Though we often say, “I love you,” with little more behind it than the breath it took to say it, in the case of the love of God for the believer, Paul reminds us here not only that God’s love is present in us by the Spirit, but we know that what the Spirit says to us is true because:

B. God’s love is proven to us by the Son

God’s love for us is not just a word He speaks to us; it is a work He shows to us. How He demonstrates His love to us is the most astounding display of affection in the history of the world – the sacrificial death of Jesus.

Paul sets it up for us in 6. He says, “For when we were yet without strength, in due time Christ died for the ungodly.”

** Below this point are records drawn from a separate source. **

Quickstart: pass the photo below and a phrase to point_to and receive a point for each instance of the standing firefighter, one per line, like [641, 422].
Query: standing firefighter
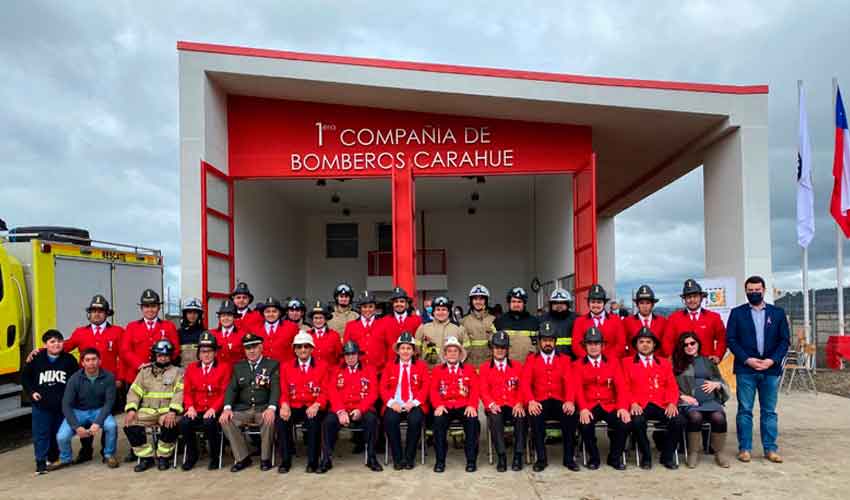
[478, 324]
[402, 319]
[645, 317]
[561, 317]
[155, 399]
[343, 312]
[431, 336]
[520, 325]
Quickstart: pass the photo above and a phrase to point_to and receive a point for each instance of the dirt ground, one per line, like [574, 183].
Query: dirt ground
[814, 440]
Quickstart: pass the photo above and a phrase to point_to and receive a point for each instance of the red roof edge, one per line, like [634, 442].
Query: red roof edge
[472, 70]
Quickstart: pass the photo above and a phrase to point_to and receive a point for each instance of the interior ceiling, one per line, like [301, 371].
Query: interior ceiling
[373, 195]
[629, 142]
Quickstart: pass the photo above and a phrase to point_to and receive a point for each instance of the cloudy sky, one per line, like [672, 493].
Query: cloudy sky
[88, 98]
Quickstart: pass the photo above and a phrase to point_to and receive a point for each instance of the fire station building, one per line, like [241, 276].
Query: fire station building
[298, 171]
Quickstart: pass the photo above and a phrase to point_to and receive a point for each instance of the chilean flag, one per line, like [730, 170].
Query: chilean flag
[840, 203]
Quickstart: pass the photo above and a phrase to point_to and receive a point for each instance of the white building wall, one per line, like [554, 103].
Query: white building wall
[269, 241]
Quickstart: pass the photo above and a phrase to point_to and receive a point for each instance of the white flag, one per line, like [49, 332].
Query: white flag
[805, 193]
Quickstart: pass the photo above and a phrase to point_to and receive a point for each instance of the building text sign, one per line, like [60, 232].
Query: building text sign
[279, 138]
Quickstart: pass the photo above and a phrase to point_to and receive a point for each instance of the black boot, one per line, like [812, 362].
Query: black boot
[144, 464]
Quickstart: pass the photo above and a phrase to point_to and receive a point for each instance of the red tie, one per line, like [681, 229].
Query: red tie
[405, 385]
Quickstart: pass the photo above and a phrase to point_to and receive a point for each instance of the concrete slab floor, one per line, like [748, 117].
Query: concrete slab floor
[814, 440]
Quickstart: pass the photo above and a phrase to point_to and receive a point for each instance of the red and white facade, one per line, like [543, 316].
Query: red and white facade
[552, 158]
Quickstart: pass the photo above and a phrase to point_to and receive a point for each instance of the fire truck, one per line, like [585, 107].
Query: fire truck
[48, 275]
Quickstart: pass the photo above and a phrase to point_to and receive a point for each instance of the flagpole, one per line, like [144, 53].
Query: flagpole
[807, 327]
[839, 257]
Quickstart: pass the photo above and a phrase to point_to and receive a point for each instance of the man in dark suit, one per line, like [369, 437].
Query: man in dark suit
[251, 399]
[757, 334]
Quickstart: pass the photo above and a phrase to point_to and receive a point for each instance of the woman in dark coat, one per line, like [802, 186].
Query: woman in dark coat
[702, 394]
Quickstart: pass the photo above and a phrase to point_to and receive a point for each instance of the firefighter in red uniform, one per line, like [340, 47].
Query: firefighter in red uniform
[610, 325]
[368, 332]
[455, 397]
[404, 387]
[503, 400]
[549, 389]
[645, 317]
[328, 346]
[247, 319]
[402, 319]
[106, 339]
[228, 335]
[204, 384]
[602, 394]
[352, 390]
[654, 395]
[303, 399]
[708, 325]
[277, 336]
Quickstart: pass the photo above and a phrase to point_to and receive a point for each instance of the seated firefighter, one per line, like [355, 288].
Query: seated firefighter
[155, 400]
[454, 394]
[353, 390]
[251, 400]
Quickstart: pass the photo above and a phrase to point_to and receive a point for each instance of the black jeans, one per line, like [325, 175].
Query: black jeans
[616, 430]
[553, 410]
[212, 431]
[471, 431]
[312, 426]
[496, 423]
[392, 425]
[331, 426]
[670, 438]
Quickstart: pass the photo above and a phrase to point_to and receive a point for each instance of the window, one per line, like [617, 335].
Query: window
[341, 241]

Two things are said about us there that are extremely important. First, we were “without strength”. That is; we couldn’t do anything for God to get Him to love us. On top of that, we were “the ungodly”. We not only couldn’t do anything for God, we wouldn’t. We did not love Him at all.

Paul goes on to say that while someone might venture to lay down their life for a righteous and virtuous person, or perhaps even more for a good and generous person, what makes the love of God so astounding is that we were neither of those things.

In fact, as verse 8 so beautifully puts it, “…God commendeth his love toward us, in that, while we were yet sinners, Christ died for us.”

If you, as a believer now, ever wonder if God really loves you, you need only look back to when you were not a believer, but still a rebellious sinner. That is when God so loved you that He gave His only begotten Son. God loved you then enough to die in your place. Surely, now that you are reconciled to Him through that Son, He still loves you that much. The love of God for us is never some subjective feeling, based on what we’ve done. It is always an objective truth, found rooted at the foot of a Roman cross, where God loved us in Christ long before we even knew we needed such a love as that. In this field of grace we are reconciled fully to the very God who loved us freely when there was nothing in us to love.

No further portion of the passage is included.